I myself think about the loved ones I have at home. I most often think about my children and most of all my daughter Marie. She’s the one I mentioned in my first post that is 15. I haven’t seen her since she was just a baby. She didn’t even know that I was her dad until five years ago when she was ten years old. Until then she thought her mom’s husband was her father, and he is. A very loving father from what I understand and they are both extremely close. It’s something that I’m very thankful for because she deserves to have someone like him in her life.

Losing her has put an almost unbearable weight on my shoulders over the last 15 years. It’s caused me to be extremely depressed at times and has left me full of regret. The last five years her mother and I have become friends again. I would even say that in my eyes we are very close friends which is amazing since I thought for years that if we ever spoke we would both need to be heavily armed to defend ourselves at any moment.
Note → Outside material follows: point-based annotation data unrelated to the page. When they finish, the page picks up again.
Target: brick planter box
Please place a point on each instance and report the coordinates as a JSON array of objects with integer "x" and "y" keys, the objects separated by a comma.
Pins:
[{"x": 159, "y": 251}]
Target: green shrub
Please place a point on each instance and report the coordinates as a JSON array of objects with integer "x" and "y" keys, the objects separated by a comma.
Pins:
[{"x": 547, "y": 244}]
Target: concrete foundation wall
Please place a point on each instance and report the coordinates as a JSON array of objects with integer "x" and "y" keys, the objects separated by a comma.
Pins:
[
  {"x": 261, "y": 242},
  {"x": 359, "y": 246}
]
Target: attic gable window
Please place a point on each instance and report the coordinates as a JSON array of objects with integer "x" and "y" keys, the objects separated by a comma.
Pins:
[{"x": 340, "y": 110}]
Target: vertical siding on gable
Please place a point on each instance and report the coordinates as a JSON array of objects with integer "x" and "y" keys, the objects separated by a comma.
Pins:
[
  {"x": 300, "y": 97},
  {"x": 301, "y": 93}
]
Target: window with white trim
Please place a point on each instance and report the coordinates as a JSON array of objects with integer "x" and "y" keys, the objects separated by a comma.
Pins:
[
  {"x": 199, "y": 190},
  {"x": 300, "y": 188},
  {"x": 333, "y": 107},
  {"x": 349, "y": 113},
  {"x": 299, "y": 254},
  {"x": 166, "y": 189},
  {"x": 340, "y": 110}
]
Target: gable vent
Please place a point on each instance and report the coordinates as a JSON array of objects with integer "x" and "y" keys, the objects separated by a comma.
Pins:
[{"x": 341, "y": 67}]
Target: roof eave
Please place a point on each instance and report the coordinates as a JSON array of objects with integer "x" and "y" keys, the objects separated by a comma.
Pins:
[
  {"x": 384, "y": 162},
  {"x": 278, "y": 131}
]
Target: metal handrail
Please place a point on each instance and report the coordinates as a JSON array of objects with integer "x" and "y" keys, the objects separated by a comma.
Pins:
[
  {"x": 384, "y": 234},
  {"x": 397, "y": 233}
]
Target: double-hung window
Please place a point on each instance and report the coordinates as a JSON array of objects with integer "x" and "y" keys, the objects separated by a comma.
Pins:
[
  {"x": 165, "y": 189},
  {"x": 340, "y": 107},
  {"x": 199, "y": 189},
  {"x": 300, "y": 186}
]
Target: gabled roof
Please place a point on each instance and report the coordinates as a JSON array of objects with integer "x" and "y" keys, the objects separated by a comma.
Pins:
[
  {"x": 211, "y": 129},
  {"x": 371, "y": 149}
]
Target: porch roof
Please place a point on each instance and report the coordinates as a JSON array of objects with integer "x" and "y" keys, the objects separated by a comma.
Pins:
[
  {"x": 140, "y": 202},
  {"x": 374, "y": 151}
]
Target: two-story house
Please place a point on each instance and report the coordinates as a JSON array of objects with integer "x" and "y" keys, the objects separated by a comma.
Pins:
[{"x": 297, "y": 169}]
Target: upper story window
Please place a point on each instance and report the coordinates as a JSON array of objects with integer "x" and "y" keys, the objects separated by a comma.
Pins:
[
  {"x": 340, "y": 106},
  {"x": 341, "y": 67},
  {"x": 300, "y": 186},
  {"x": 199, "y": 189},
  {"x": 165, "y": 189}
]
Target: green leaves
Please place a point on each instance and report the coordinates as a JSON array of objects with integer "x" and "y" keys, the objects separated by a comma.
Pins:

She knows that I have never forgiven myself for losing my daughter and insists I should. That every thing happens for a reason and that this is no different. She says when she is ready Marie will want to know me and I hope she’s right. I love my daughter with all my heart whether I know her or not and I can’t wait to be able to tell her that someday. Even with the hope that this will happen there is a fear that overwhelms me. What if she never wants to know me? What if she hates me for not being there, for leaving her? I may feel this way forever and I accept that. If my punishment for my actions is this empty place in my heart then maybe I deserve to feel this way as a reminder of what I’ve done.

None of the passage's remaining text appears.